Even the use and misuse of data has an enormous impact on children’s rights, not just in the digital environment but also in their wider lives. In the digital age, you cannot hope to promote children’s rights without protecting their data. The GDPR states that "children merit specific protection in relation to their data", but neither Europe nor individual member states, including Malta, have taken enough and appropriate steps to specify and enforce the practical implementation of this requirement. Data sits at the heart of the digital services children use every day. From the moment a young person opens an app, plays a game, or loads a website, data begins to be gathered. For all the benefits the digital economy can offer children, we are not currently creating a safe space for them to learn, explore, and play. Children are being ‘datafied," with companies and organisations recording many thousands of data points about them as they grow up. These can range from details about their mood and their friendships to what time they woke up and when they went to bed. Our concerns rank children’s privacy second only to cybersecurity.
Another area where legislation might have to be addressed concerns the property rights of children, which is an understudied area that straddles the development/humanitarian divide. We typically do not think of children as economic actors because of their age; their property rights are future rights not yet realised. For example, one should eventually consider legal changes to better protect children’s assets when guardianship is lost. Unfortunately, there are few international standards relating to the property rights of children. The UNCRC, which is the most widely accepted piece of human rights legislation in history, guarantees children the right to a name, education, culture, and religious freedom, and even encourages the publication of children’s books, but it does not specifically mention the property rights of children.

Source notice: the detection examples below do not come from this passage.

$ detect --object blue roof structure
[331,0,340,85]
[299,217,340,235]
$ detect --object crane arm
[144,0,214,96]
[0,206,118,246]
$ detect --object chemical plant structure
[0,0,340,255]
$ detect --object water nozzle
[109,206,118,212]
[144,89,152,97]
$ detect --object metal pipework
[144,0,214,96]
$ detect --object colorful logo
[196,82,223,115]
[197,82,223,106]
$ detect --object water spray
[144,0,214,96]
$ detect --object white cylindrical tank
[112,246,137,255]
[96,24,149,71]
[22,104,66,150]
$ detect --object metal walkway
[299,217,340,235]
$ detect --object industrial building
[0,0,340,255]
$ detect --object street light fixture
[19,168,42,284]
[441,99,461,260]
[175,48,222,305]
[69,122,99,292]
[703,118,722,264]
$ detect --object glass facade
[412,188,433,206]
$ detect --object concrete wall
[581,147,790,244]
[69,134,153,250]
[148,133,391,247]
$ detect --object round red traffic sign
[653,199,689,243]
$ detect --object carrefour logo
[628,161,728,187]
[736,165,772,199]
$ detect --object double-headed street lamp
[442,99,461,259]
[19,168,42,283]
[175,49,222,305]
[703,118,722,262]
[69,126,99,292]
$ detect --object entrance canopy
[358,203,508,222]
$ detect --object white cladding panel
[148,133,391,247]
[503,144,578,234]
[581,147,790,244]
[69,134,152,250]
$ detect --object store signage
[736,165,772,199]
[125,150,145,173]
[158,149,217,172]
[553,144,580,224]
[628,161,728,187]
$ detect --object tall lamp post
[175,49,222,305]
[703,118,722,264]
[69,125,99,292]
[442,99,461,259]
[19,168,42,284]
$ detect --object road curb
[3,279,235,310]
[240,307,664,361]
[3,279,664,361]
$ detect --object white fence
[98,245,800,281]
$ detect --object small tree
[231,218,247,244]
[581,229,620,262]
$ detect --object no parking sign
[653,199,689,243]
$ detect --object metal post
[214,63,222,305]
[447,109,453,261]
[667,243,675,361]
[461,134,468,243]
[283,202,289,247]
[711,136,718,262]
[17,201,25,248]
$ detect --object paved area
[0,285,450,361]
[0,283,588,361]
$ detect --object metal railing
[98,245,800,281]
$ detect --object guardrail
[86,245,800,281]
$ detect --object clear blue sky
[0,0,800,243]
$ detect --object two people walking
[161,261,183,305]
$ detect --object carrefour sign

Indeed, it only mentions property insofar as children are not to be discriminated against because of their ownership or lack of ownership of property.
The nature of children’s property, as a future right protected by the guardianship of a parent, means that children’s property rights are under the greatest threat when a parent dies or children are separated from their parents. The loss of a parent or displacement from ‘family’ property severs ties that assure children of future property access. Children are more vulnerable than adults to property losses because they do not have knowledge of their assets or their rights, nor do they have the ability to advocate for their rights against more powerful competitors.
The last century was one that began with children having virtually no rights and ended with children having the most powerful legal instrument that not only recognises but also protects their human rights. In this century, children need systems that are inclusive and driven by them, systems that will enable them to respond to their feelings and needs at any time.